Но вот стали подъезжать к Москве. Последняя станция опять моя, и я должна ехать со Львом Николаевичем в заднем, наружном месте. На последней станции подходит ко мне моя сестра Лиза и просит уступить ей ехать в наружном месте.

– Соня, если тебе все равно, уступи мне, – просила она. – В карете так душно.

Мы вышли из станции и стали все садиться по местам. Я полезла в карету.

– Софья Андреевна! – окликнул меня Лев Николаевич. – Ведь теперь ваша очередь ехать сзади.

– Я знаю, но мне холодно, – уклончиво ответила я, и дверка кареты захлопнулась за мной.

Лев Николаевич постоял минуту, как бы задумавшись о чем-то, и сел на козлы.

На другой день Мария Николаевна уехала за границу, а мы вернулись в Покровское[298] на нашу дачу, где ждали нас отец и братья.

Последние девичьи дни и повесть

Вся прежняя жизнь моя стала другая. Та же обстановка, те же люди, та же я – по внешности. Но куда-то ушло мое личное «я»; то самое чувство, овладевшее мною еще в Ясной Поляне и Ивицах, продолжало владеть мною. Мое «я» попало в беспредельное пространство, свободное, ничем не ограниченное и всемогущее. Я доживала эти последние девичьи дни какой-то особенной силой жизни, освещенной ярким светом и особенным пробуждением души. Еще в два периода моей жизни я испытала эту силу духовного подъема. И эти редкие, периодические особенные пробуждения души убедили меня больше, чем что-либо, что душа живет своей отдельной жизнью, что она бессмертна и что смерть есть освобождение души, когда она покинет тело.

Приехав с нами из Ясной Поляны в Москву, Лев Николаевич нанял себе квартиру у какого-то немца-сапожника и поселился у него. В то время он был занят школьной деятельностью и журналом под названием «Ясная Поляна», цель которого была чисто педагогическая, преимущественно для народных школ. Продолжался он только один год.

Лев Николаевич приходил к нам в Покровское почти ежедневно. Иногда привозил его к нам мой отец, ездивший часто в город по обязанностям службы. Раз Лев Николаевич пришел и сказал нам, что был в Петровском парке во дворце и подал через дежурного флигель-адъютанта письмо государю Александру II по поводу оскорбления, нанесенного ему без всякого повода жандармским обыском в Ясной Поляне[299]. Это было 23-го августа 1862 года. Государь находился в то время в Петровском парке по случаю маневров на Ходынском поле.

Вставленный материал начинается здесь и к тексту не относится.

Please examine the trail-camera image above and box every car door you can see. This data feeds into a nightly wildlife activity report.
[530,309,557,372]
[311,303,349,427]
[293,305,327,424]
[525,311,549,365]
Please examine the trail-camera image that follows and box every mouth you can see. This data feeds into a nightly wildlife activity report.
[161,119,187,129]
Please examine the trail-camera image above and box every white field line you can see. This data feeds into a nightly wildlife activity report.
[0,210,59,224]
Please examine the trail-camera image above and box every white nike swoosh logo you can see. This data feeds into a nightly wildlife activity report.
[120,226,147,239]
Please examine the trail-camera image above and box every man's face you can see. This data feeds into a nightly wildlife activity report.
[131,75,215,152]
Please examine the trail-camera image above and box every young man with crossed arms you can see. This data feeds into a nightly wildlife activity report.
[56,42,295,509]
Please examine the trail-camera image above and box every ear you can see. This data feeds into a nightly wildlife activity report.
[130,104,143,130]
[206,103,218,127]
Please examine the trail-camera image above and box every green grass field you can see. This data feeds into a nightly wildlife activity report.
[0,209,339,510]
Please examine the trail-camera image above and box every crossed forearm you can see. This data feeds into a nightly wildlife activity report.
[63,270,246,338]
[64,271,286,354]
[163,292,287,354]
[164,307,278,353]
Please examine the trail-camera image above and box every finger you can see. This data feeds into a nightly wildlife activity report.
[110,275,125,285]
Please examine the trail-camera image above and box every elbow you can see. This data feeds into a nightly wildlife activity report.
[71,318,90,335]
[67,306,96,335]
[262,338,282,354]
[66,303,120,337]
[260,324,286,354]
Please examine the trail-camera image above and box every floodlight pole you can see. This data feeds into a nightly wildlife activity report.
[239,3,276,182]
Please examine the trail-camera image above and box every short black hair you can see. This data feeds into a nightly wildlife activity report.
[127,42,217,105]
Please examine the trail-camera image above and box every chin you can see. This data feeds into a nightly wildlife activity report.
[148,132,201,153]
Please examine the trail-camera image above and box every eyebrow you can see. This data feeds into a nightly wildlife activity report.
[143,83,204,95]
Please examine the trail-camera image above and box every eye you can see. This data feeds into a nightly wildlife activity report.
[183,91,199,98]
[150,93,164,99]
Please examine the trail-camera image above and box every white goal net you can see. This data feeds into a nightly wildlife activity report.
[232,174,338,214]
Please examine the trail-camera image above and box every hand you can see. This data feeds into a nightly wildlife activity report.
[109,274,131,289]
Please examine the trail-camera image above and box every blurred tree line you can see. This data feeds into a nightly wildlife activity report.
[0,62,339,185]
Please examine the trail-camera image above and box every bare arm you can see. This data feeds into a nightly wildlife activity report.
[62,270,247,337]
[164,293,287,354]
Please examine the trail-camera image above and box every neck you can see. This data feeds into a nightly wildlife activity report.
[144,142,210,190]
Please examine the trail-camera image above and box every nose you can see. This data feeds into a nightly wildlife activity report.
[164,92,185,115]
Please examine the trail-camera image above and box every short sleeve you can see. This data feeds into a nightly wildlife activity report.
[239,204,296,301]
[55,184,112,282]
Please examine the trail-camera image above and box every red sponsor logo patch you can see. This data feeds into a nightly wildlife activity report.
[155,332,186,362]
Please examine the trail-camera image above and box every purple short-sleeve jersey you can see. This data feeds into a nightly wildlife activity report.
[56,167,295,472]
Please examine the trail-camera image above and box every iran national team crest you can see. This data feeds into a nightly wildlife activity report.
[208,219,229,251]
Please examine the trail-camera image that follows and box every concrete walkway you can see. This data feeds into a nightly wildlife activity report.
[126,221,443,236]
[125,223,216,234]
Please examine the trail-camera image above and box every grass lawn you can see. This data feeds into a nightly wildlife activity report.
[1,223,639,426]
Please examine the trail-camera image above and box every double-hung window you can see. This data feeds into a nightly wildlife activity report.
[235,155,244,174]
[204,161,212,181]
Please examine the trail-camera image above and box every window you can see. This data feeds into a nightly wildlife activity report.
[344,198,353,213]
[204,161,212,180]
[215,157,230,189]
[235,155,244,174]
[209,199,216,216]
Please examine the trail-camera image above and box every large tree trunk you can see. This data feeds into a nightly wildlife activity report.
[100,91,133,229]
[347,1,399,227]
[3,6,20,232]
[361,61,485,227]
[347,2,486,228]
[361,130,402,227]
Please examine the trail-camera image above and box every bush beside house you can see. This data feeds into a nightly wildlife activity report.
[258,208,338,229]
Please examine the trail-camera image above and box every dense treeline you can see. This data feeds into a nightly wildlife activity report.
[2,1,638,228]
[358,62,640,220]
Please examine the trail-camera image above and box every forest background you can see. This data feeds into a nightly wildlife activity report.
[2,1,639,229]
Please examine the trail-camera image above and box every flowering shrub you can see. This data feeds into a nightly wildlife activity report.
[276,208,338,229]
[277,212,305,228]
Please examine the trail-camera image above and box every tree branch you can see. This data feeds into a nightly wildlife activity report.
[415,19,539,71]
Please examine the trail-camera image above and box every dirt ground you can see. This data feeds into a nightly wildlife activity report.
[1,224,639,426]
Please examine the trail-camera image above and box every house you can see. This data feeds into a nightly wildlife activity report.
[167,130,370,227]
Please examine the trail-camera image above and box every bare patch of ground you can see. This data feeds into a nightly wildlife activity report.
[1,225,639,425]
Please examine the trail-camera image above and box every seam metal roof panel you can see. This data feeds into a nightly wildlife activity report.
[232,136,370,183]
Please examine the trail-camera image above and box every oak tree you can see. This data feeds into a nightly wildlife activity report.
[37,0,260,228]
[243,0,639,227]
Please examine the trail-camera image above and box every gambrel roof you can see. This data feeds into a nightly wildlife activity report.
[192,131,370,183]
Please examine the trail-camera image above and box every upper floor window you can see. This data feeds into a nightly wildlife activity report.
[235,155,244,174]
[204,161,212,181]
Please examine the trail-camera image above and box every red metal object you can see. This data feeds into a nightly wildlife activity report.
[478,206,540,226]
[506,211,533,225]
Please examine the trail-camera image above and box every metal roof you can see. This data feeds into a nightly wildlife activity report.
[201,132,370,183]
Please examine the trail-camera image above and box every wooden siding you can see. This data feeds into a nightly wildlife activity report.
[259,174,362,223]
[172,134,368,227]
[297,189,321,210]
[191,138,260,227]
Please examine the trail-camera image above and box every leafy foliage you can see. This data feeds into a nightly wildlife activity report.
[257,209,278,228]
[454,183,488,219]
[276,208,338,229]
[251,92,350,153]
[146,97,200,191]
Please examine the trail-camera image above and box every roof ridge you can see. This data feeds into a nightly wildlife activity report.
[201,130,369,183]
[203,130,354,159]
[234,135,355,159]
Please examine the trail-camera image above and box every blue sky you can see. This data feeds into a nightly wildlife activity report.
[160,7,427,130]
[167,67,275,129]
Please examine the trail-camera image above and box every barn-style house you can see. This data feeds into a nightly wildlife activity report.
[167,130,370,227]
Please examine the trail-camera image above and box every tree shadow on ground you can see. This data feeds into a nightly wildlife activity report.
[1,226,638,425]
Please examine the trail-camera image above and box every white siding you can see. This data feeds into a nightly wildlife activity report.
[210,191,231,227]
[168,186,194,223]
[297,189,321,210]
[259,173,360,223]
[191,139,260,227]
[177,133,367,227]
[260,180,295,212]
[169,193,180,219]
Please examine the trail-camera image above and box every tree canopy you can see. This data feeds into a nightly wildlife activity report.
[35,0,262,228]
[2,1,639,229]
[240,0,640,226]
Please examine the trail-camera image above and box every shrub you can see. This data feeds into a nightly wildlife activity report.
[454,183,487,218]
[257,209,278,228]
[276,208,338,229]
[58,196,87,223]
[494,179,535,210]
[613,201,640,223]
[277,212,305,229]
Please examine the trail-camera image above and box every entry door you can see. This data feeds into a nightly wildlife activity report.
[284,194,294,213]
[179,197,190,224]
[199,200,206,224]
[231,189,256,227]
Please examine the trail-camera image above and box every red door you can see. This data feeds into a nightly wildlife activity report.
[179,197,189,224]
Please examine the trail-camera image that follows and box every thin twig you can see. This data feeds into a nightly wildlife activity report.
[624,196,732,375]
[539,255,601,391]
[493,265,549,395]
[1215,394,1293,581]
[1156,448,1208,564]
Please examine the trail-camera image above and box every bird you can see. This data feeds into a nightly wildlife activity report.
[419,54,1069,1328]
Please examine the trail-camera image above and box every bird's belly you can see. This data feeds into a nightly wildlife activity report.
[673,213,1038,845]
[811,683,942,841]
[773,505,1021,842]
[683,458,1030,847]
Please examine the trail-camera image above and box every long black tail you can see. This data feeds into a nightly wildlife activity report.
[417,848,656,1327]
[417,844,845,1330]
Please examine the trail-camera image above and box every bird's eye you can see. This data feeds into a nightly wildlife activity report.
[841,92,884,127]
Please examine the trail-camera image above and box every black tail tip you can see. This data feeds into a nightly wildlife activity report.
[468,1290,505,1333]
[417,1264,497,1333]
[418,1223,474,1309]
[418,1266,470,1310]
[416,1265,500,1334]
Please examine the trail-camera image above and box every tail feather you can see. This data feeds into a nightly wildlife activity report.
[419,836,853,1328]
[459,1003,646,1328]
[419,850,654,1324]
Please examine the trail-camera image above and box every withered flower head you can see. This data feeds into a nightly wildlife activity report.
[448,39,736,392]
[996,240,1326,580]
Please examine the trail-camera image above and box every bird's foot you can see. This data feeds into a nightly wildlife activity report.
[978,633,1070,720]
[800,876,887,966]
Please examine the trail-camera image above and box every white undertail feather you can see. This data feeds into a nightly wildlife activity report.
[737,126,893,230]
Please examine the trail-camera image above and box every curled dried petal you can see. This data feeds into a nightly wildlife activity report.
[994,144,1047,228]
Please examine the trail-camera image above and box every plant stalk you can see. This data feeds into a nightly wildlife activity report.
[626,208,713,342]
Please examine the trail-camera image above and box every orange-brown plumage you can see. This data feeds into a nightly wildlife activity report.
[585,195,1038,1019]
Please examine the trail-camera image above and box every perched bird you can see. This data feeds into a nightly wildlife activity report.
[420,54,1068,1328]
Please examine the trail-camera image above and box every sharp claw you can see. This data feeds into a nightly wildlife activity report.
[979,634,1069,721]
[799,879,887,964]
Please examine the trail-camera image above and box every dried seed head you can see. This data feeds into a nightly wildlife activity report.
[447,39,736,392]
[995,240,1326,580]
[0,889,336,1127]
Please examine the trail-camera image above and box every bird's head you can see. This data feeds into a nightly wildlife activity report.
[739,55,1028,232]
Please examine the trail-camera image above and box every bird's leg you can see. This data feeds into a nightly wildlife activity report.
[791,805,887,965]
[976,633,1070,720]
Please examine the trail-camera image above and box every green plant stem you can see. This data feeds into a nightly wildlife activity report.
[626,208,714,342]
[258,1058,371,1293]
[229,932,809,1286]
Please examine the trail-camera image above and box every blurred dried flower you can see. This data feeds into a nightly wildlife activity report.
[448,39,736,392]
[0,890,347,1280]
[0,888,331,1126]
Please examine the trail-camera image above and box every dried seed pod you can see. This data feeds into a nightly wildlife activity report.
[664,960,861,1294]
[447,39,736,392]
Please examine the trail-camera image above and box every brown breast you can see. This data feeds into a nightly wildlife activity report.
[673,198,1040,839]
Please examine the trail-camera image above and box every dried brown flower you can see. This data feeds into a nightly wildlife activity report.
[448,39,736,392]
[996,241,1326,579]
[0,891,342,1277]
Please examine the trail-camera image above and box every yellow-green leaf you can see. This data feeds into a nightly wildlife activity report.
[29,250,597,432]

Мы много гуляли и беседовали с Львом Николаевичем, и он меня раз спросил, пишу ли я свой дневник. Я сказала, что пишу давно, с 11-летнего возраста, и, кроме того, написала в прошлое лето, когда мне было 16 лет, длинную повесть.

– Дайте мне прочесть ваши дневники, – просил меня Лев Николаевич.

– Нет, не могу.

– Ну, так дайте повесть.

Повесть я дала. На другое утро я спросила его, читал ли он ее. Он мне ответил спокойно и равнодушно, что просмотрел ее. А в дневнике его впоследствии я прочла по поводу чтения моей повести следующее: «Дала прочесть повесть. Что за энергия правды и простоты». И потом он мне рассказал, что не спал ночь и очень его взволновало мое суждение о лице повести, князе Дублицком, в котором он узнал себя и про которого говорилось, что «князь необычайно непривлекательной наружности, и в нем переменчивость суждений»[300].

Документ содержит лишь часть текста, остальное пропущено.